Pandas: how to concisely detrend subset of columns - python

I would like to calculate and subtract the average over a subset of columns. Here is one way to do it:
#!/usr/bin/env python3
import numpy as np
import pandas as pd
def col_avg(df, col_ids):
'''Calculate and subtract average over *col_ids*
*df* is modified in-place.
'''
cols = [ df.columns[i] for i in col_ids ]
acc = df[cols[0]].copy()
for col in cols[1:]:
acc += df[col]
acc /= len(cols)
for col in cols:
df[col] -= acc
# Create example data
np.random.seed(42)
df = pd.DataFrame(data=np.random.random((433,80)) + np.arange(433)[:, np.newaxis],
columns=['col-%d' % x for x in range(80)])
#df = pd.DataFrame.from_csv('data.csv')
# Calculate average over columns 2, 3 and 6
df_old = df.copy()
col_avg(df, [ 1, 2, 5])
assert any(df_old.iloc[0] != df.iloc[0])
Now and I don't particularly like the two for loops, so I tried to express the same operation more concisely:
def col_avg(df, col_ids):
dfT = df.T
mean = dfT.iloc[col_ids].mean()
dfT.iloc[col_ids] -= mean
This implementation looks a lot nicer (IMO), but it has one drawback: it only works for some datasets. With the example above, it works. But e.g. when loading this csv file it fails.
The only explanation that I have is that in some cases the dfT.iloc[col_ids] expression must be internally creating a copy of the value array instead of modifying it in-place.
Is this the right explanation?
If so, what is it about the DataFrame that makes pandas decide to copy the data in one case but no the other?
Is there another way to perform this task that always works and does not require explicit iteration?
EDIT: When suggesting alternative implementations, please state why you think your implementation will always work. After all, the above code seems to work for some inputs as well.

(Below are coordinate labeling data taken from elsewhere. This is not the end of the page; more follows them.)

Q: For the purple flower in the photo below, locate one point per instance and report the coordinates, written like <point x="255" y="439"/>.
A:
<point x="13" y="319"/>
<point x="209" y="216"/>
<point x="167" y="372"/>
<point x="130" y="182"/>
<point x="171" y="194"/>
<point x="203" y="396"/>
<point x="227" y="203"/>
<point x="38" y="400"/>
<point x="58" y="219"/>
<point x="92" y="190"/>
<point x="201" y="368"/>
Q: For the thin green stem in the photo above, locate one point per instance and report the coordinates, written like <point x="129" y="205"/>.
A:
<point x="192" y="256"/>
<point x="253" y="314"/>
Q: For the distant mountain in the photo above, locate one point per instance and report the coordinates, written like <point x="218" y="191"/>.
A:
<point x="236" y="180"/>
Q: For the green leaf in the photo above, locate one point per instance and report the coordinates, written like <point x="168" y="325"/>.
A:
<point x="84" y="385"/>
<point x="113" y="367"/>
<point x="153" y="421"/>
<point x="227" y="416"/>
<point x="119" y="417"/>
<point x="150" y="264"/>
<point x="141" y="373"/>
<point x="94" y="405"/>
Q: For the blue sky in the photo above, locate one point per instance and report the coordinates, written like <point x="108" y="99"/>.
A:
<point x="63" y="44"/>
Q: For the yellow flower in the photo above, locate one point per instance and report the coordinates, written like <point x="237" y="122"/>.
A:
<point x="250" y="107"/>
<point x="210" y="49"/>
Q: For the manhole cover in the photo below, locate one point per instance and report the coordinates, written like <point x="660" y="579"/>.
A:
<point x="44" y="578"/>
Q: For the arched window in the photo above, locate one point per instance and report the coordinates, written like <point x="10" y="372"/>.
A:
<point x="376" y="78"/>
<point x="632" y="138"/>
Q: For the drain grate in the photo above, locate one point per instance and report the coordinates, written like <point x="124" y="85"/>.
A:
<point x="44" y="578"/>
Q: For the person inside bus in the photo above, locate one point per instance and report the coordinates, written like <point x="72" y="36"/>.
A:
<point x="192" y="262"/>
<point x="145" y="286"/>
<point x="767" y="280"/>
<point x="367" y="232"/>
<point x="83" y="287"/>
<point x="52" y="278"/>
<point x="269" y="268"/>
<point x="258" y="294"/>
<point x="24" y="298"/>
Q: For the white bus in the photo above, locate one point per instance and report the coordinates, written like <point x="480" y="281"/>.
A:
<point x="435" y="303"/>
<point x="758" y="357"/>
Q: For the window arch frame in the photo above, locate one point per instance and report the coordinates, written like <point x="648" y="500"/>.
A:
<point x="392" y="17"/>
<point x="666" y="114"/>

The transpose of the DataFrame, dfT = df.T, may return a new DataFrame, not a view.
In that case, modifying dfT does nothing to df.
In your toy example,
df = pd.DataFrame(data=np.random.random((433,80)) + np.arange(433)[:, np.newaxis],
columns=['col-%d' % x for x in range(80)])
all the columns have the same dtype:
In [83]: df.info()
<class 'pandas.core.frame.DataFrame'>
Int64Index: 433 entries, 0 to 432
Data columns (total 80 columns):
col-0 433 non-null float64
col-1 433 non-null float64
col-2 433 non-null float64
...
dtypes: float64(80)
memory usage: 274.0 KB
whereas in the DataFrame built from CSV, some columns have int64 dtype:
In [55]: df.info()
<class 'pandas.core.frame.DataFrame'>
Int64Index: 492 entries, 0 to 491
Data columns (total 72 columns):
sample no 492 non-null int64
index 492 non-null int64
plasma-r 492 non-null float64
plasma-z 492 non-null float64
...
Columns of a DataFrame always have a single dtype. So when you transpose this
CSV-based df, the new DataFrame can not be formed by simply transposing a
single underlying NumPy array. The integers which were in columns by themselves
is now spread across rows. Each column of df.T must have a single dtype, so
the integers are upcasted to floats. So all the columns of df.T have dtype
float64. Data has to be copied when dtypes change.
The bottom line is: So when df has mixed types, df.T is a copy.
col_avg could be simplified to
def col_avg2(df, col_ids):
means = df.iloc[:, col_ids].mean(axis=1)
for i in col_ids:
df.iloc[:, i] -= means
Note that the expression df.iloc[:, col_ids] will return a copy since cols_ids is not a basic slice. But assignment to df.iloc[...] (or df.loc[...]) is guaranteed to modify df.
This is why assigning to df.iloc or df.loc is the recommended way to avoid the assignment-with-chained-indexing pitfall.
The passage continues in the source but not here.